New Energy Finance has announced that the clean energy sector has passed a very notable benchmark.

Since records began being kept in 2004, one trillion dollars have been invested. Why 2004? NEF says that this was the year in which oil began its rise from the $20/ba rrel range to the $100 range and when Germany began its world benchmark feed-in tariff program for renewables energy.

Bloomberg chief executive Michael Liebreich says: The trillionth dollar milestone shows that the world is not waiting for a deal on climate in order to start turning the supertanker away from fossil fuels. It should serve as a message to the UN and all those in Durban to stop obsessing about a binding deal to cap carbon emissions, and to think much harder about how to speed up investment in the solutions.

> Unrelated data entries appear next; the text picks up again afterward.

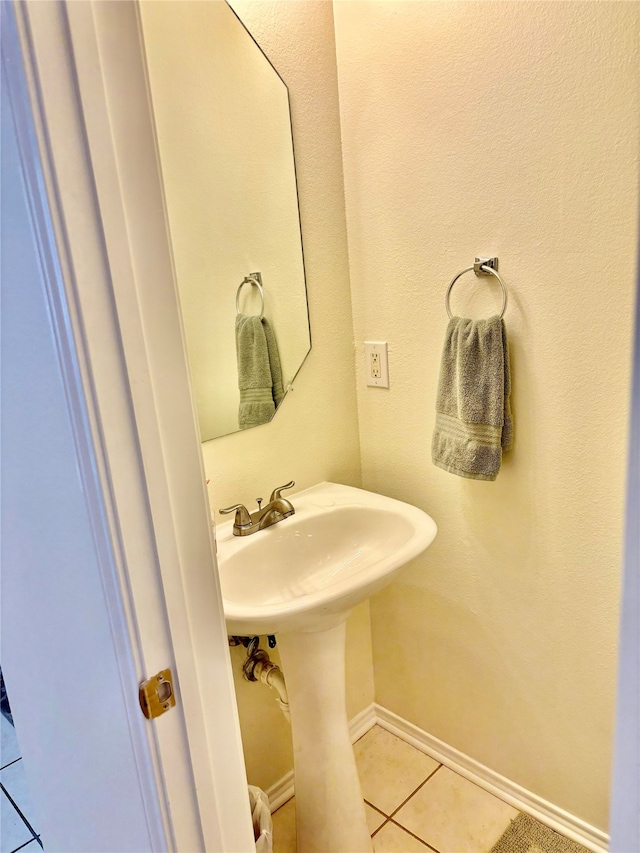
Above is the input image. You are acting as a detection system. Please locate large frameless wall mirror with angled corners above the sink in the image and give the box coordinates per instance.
[139,0,311,441]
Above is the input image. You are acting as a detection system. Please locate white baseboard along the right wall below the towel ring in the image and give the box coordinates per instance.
[375,705,609,853]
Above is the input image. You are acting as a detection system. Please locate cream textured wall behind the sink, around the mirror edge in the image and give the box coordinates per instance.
[198,0,373,788]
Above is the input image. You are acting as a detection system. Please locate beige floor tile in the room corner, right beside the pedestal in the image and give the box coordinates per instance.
[354,726,438,815]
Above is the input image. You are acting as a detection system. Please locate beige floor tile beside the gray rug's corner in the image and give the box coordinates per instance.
[394,767,518,853]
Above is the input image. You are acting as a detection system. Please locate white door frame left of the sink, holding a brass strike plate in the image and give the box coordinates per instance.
[3,0,254,851]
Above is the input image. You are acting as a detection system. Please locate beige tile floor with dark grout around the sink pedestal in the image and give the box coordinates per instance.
[273,726,518,853]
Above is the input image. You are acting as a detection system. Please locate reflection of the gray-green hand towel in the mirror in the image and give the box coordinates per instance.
[236,314,284,429]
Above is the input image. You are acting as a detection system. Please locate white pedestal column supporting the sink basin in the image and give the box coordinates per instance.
[278,616,373,853]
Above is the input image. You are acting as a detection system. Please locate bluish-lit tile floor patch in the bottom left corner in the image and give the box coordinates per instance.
[0,715,42,853]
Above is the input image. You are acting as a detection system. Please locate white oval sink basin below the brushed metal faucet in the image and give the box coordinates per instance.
[216,483,437,635]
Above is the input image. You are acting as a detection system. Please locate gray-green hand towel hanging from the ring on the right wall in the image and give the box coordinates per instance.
[431,316,513,480]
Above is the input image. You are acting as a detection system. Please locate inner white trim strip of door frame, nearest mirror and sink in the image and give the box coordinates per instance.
[60,2,253,851]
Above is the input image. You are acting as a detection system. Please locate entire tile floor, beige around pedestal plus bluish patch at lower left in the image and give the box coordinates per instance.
[0,716,580,853]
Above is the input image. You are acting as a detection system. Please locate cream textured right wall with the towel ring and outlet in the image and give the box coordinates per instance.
[335,0,640,827]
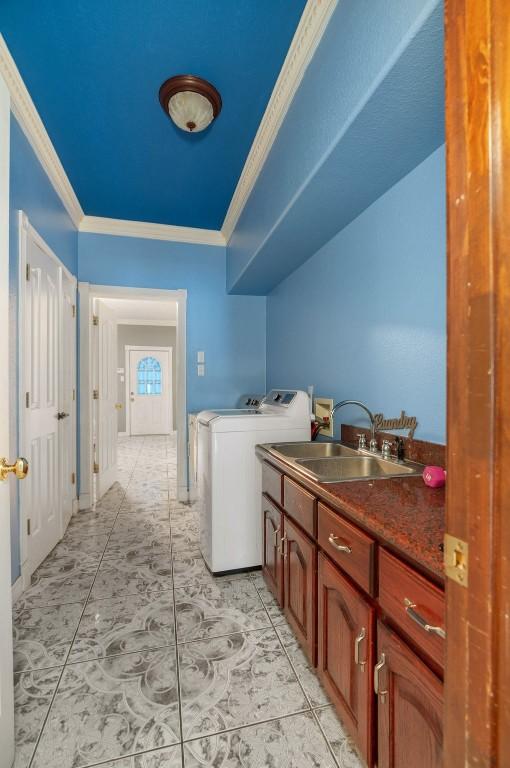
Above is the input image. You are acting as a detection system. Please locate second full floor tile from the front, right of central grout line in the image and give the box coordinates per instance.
[175,579,271,642]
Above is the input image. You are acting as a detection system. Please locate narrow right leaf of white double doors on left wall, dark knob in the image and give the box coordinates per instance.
[58,272,76,536]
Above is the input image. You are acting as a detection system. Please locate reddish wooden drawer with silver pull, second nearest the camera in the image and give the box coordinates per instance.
[318,504,375,595]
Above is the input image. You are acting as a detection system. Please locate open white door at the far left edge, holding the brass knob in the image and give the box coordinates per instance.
[0,70,14,768]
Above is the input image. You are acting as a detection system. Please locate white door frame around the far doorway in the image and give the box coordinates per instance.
[78,282,188,509]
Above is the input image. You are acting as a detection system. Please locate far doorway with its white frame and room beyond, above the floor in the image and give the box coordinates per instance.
[79,283,188,509]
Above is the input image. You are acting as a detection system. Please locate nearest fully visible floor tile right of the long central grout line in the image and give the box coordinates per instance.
[177,629,308,740]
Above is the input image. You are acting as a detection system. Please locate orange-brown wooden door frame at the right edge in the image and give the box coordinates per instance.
[444,0,510,768]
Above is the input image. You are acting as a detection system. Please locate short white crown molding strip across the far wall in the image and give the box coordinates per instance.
[79,216,226,246]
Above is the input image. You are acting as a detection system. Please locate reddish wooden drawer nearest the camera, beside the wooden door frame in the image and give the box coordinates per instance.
[379,549,445,667]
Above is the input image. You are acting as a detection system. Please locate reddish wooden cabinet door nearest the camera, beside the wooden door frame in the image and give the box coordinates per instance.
[374,622,443,768]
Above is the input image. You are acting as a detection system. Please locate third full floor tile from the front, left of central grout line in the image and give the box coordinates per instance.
[91,553,172,598]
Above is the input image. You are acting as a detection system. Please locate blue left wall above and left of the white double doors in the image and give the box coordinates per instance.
[9,116,78,583]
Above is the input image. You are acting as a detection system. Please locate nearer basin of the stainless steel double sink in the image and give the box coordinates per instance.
[296,455,423,483]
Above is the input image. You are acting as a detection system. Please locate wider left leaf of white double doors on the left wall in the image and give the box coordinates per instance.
[20,225,61,578]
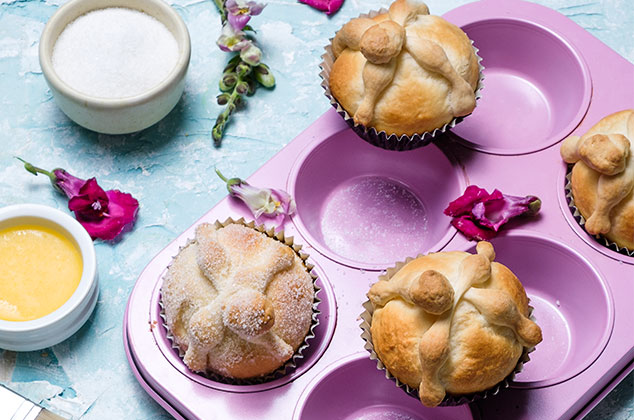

Another five years of investment growth at the same compound rates, and the world will have broken the back of emissions growth. I’m not quite sure the last part of Liebreich’s statement is factually accurate, considering the scale of new fossil fuel power plants already under construction and which (wishful thinking aside) aren’t going to be decommissioned before ever being turned on, but there is a great kernel of inspiration in it.

Our energy sources are choices to be made, not inevitabilites. We can choose to use fossil fuels or we can choose to use non-polluting sources of energy.

Each has advantages and limitations, or at minimum logistical differences, but neither is something that just happens, absent human influence. Whether we continue to use energy sources that pollute, and the degree to which they pollute, is a conscious choice.